Maurizio Nannucci

MAMbo | Villa Delle Rose

Maurizio Nannucci began making art in the early ’60s, and since then he has unfailingly analyzed language in its communicative capacities. All Conceptual art—the category in which Nannucci’s work can be included—begins with the desire to contextualize the “gesture” of Marcel Du-champ. This requires that the viewer verify the mechanisms of legitimization of the art system. Nannucci has done this by experimenting with the most diverse media that the system supports: artist’s books, records, performance, and mail art. This retrospective brought together all those experiences as a single and new work in the form of showcases that contained a large number of objects, which describe the artist’s entire history as a manipulator of artistic language.

Nannucci subjects words to an analytical cataloguing. M40, 1967, is the model number of an Olivetti typewriter used to fill up the 90 sheets of paper that constitute the work. Each sheet contains a letter that is repeated until it fills the entire surface. This rational stance is accompanied by a fondness for paradox—the photographic sequence of the hand that attempts to write on water—or the inclination to produce tautological propositions. Moreover, paradox and tautology are the rhetorical figures that most effectively make the limits of language emblematic.
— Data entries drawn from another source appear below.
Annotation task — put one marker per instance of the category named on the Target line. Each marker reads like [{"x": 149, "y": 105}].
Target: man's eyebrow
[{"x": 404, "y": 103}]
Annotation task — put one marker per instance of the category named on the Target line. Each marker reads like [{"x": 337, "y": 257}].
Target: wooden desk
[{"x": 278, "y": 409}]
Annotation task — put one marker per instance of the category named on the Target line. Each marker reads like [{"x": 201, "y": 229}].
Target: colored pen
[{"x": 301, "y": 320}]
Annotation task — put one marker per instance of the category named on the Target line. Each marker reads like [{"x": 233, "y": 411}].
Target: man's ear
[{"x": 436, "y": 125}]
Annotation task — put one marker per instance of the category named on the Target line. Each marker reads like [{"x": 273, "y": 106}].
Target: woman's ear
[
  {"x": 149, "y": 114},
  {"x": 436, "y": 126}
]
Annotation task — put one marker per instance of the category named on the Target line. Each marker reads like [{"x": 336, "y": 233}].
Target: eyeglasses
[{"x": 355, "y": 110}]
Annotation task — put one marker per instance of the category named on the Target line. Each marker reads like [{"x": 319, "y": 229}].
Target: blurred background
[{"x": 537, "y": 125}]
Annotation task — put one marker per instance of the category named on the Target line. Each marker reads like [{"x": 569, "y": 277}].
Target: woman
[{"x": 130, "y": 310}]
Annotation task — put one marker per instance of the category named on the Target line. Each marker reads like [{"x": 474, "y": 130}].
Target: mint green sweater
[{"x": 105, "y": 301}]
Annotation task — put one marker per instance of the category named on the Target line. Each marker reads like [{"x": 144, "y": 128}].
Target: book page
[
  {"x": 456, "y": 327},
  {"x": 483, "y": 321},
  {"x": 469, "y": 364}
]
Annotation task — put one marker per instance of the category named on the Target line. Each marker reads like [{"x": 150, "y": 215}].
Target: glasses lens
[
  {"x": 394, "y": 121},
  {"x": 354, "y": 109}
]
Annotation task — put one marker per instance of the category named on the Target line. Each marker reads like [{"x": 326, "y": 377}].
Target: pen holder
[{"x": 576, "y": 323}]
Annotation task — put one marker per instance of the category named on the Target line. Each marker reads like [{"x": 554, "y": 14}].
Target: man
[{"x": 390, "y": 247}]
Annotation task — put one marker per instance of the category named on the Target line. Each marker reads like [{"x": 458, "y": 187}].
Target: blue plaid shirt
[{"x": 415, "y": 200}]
Beginning with this awareness, Nannucci adopts neon writing to “name” language and in particular color, a principal element of artistic expression.
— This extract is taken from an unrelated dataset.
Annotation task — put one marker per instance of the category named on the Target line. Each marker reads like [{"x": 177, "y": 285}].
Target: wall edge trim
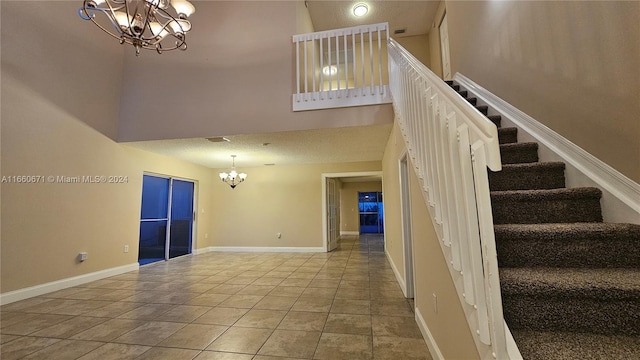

Neon diffuses color in space and dematerializes it; in Nannucci’s case, it bears witness as an instance that also attests to its intuitive origins—unleashed by free association more than by logical examination—that have generated the operation. For example, his most recent works summarize the proposition in a single word. They are made up of large neon letters in a square format, superimposed in such a way it is difficult to read the word and to decipher its meaning. While Nannucci places great emphasis on the emotional value of the light, his main focus remains the analysis of the abstract structure of communication.

Giorgio Verzotti

Translated from the Italian by Marguerite Shore.